Mask initiative benefits healthcare workers

Surgeon provided supplies, community started sewing

In early April, Longstreet Clinic neurosurgeon Betsy Grunch, M.D., was in her Gainesville office diagnosing a different type of problem. New CDC recommendations were spurring revised rules in the private practice and hospital where she works – Northeast Georgia Medical Center – that required all employees to wear masks at all times while working, from doctors and nurses to appointment schedulers and administrators.
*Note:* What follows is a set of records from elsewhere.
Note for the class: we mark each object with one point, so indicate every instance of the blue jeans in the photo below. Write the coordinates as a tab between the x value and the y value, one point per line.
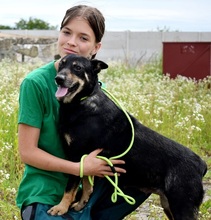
99	207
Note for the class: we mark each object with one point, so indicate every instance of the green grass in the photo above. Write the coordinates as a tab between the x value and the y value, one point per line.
179	109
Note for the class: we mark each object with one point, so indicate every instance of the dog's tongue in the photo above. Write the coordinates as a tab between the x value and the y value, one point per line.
61	91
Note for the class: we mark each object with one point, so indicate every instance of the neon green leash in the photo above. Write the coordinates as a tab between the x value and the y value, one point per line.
117	190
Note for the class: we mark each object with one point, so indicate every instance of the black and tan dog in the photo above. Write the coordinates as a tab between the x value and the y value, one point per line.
156	164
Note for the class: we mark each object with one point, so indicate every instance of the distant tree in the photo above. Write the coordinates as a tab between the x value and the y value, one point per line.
5	27
34	23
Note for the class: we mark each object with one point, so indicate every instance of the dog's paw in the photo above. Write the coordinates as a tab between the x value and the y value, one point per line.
57	210
79	205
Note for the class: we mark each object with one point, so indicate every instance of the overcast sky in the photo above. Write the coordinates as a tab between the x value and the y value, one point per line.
120	15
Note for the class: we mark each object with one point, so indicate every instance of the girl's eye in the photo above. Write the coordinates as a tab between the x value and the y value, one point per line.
77	67
84	38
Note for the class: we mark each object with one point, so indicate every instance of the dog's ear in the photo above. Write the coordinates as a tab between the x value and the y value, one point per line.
98	65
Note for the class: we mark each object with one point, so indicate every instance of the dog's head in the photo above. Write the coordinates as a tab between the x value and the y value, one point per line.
77	76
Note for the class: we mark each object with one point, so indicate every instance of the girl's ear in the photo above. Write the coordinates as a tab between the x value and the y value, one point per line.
98	65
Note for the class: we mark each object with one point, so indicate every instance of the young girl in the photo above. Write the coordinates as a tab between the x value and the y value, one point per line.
46	169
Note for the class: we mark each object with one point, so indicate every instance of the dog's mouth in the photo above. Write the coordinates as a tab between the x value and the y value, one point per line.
64	91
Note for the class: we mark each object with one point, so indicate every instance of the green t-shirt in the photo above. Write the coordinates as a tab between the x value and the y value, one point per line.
38	107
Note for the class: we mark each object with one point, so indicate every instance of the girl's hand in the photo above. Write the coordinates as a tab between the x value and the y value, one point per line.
93	166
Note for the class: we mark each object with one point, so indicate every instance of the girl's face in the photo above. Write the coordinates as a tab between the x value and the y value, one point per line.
77	37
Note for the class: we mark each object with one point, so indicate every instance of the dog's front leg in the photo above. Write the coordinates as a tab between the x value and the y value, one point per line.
68	197
87	191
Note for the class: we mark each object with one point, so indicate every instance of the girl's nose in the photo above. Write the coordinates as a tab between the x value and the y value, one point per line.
72	41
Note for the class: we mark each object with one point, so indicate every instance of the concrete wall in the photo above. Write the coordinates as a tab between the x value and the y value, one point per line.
133	47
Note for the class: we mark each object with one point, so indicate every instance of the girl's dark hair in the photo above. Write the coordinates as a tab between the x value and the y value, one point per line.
93	16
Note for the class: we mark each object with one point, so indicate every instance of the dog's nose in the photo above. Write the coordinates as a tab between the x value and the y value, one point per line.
60	79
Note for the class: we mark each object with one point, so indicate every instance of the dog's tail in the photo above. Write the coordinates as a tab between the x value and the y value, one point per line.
204	167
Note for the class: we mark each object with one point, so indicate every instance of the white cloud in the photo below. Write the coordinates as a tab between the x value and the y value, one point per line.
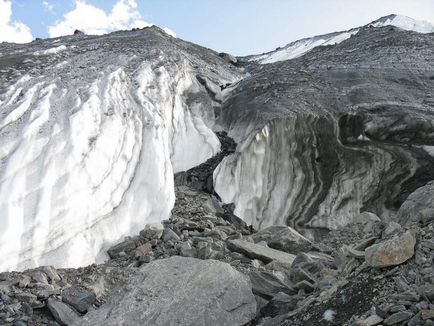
11	31
48	6
93	20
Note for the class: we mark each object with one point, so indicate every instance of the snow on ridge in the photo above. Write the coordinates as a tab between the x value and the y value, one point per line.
54	50
299	48
406	23
84	164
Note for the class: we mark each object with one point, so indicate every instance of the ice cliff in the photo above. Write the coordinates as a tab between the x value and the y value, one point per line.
92	130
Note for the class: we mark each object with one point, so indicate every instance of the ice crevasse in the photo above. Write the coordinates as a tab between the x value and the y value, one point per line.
88	159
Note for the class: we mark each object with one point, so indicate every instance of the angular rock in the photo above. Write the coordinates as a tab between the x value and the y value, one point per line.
51	272
169	234
391	229
81	300
125	246
427	314
152	231
306	286
179	291
62	312
283	238
267	284
398	317
418	207
228	57
255	251
281	303
187	250
143	250
279	266
391	252
371	321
She looked at the limited supply of disposable medical masks in her own office and knew they wouldn’t go far.

Friends and community members who’d been generously sewing cloth masks for healthcare providers were running into a problem of their own – an elastic shortage. Dr. Grunch was willing to provide them with supplies, but a trip to a local fabric retailer revealed the smaller size elastic used for masks was becoming as hard to find as toilet paper and disinfectant spray.
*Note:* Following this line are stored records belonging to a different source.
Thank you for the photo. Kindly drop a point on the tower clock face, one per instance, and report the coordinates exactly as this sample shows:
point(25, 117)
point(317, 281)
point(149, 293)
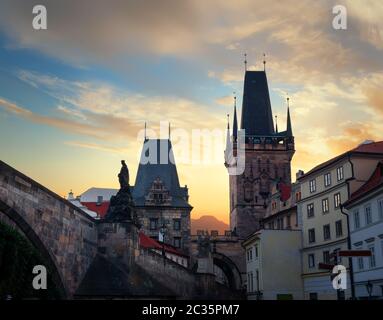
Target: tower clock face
point(248, 192)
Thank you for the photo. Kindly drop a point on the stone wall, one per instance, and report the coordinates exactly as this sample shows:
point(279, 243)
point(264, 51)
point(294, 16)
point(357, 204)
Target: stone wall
point(118, 241)
point(233, 255)
point(65, 235)
point(185, 283)
point(167, 214)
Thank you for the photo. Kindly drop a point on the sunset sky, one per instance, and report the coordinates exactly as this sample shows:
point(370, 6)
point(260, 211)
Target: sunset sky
point(74, 97)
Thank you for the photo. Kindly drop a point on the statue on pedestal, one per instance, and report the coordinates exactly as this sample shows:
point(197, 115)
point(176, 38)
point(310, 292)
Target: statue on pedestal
point(121, 208)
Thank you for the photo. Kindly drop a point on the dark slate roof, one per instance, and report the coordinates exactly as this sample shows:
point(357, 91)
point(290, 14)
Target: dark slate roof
point(257, 117)
point(375, 148)
point(375, 181)
point(105, 278)
point(157, 161)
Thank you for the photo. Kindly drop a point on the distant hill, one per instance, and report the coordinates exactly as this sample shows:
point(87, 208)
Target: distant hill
point(208, 223)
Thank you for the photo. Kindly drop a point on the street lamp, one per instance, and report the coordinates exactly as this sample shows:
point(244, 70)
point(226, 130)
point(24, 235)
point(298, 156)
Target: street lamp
point(162, 234)
point(369, 286)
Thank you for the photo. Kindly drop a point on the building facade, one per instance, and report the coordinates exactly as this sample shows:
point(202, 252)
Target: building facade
point(365, 210)
point(282, 211)
point(273, 264)
point(268, 154)
point(162, 205)
point(323, 190)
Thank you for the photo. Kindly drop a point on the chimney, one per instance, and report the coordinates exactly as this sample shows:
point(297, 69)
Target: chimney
point(299, 174)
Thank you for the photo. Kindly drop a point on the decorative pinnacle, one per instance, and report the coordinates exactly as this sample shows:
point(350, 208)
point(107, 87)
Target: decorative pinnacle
point(264, 62)
point(245, 61)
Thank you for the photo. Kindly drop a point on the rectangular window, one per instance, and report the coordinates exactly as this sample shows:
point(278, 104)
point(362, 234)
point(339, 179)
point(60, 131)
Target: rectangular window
point(380, 208)
point(153, 224)
point(298, 196)
point(367, 214)
point(177, 224)
point(313, 186)
point(338, 228)
point(310, 210)
point(356, 219)
point(177, 242)
point(257, 279)
point(326, 232)
point(336, 200)
point(326, 257)
point(311, 235)
point(311, 260)
point(327, 179)
point(313, 296)
point(325, 205)
point(250, 254)
point(360, 263)
point(288, 220)
point(372, 262)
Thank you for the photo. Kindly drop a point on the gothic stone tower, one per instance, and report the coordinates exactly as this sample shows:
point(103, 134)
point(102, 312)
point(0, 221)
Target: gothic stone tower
point(268, 154)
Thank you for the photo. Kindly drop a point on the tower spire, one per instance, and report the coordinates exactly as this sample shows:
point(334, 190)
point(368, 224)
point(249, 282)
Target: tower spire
point(228, 126)
point(245, 61)
point(289, 130)
point(235, 123)
point(276, 124)
point(264, 62)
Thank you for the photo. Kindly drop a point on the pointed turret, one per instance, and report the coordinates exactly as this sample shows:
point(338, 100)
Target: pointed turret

A conversation with Grunch’s aunt led the two women to her grandmother’s long-closed fabric store on Old Cornelia Highway. Inside they found a treasure trove of old but usable sewing supplies including reams of fabric, spools of thread and other items. Most importantly they discovered elastic, around 15,000 yards of it.

She had one more problem to overcome: “I can sew people, not masks,” she wrote on Facebook, seeking community help. She offered up the materials to anyone in the area willing and able to sew cloth masks for local healthcare workers or those in need. Within hours she had the volunteers.
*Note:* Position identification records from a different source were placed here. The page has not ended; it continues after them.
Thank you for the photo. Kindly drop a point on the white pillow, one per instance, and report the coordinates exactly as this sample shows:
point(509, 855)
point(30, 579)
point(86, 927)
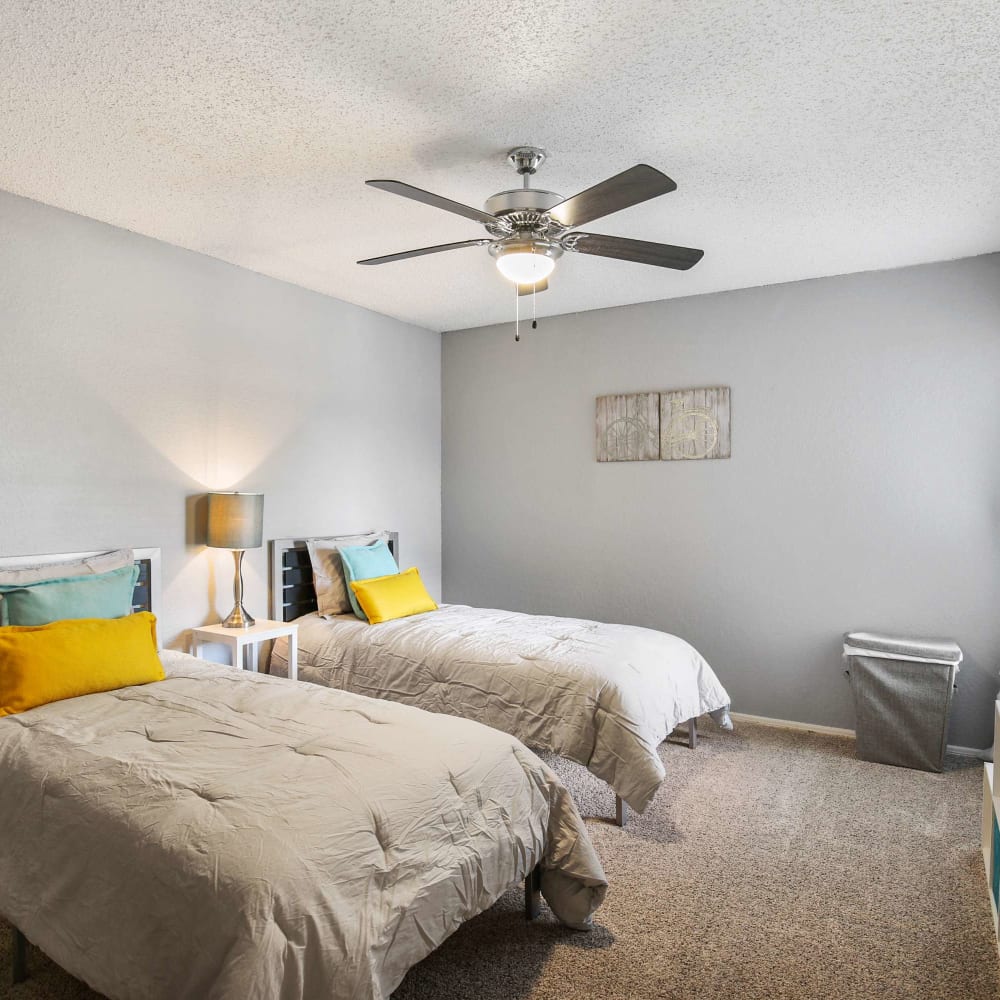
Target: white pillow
point(328, 570)
point(101, 563)
point(27, 575)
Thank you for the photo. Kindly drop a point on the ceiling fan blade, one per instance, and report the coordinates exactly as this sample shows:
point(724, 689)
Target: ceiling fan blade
point(658, 254)
point(630, 187)
point(389, 257)
point(435, 200)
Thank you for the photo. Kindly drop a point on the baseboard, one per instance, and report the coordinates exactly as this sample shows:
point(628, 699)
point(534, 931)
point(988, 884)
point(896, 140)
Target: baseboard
point(763, 720)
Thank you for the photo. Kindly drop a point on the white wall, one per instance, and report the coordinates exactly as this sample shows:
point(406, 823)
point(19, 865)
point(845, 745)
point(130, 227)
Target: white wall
point(863, 491)
point(137, 375)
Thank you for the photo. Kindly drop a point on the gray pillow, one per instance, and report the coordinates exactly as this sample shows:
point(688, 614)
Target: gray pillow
point(328, 570)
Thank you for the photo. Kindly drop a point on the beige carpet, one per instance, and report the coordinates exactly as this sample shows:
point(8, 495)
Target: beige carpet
point(772, 865)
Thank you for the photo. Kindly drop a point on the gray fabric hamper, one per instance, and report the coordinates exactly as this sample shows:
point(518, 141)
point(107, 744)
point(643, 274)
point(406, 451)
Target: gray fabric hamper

Longstreet nurse practitioner Marsha Stringer, FNP-C, used elastic donated by Dr. Grunch to sew masks.

In the first two days, she’s had 40 people stop by her office (masks required) to pick up supplies. And when local media interviewed Dr. Grunch about the project, the remaining material flew out the door.

The completed masks are beginning to trickle in and be put to good use. Someone even volunteered to fulfill a request for masks for 30 hospital plant operations staffers, plain colors for the mostly male crew.

Another volunteer was Marsha Stringer, a certified nurse practitioner at Longstreet Clinic who’s been busy seeing patients both in the hospital and in the clinic. She decided to use her skill and spare time to sew cloth masks, aided by Dr. Grunch’s elastic.

“I didn’t realize how far it would go,” Dr. Grunch said. “It’s been a really cool experience.”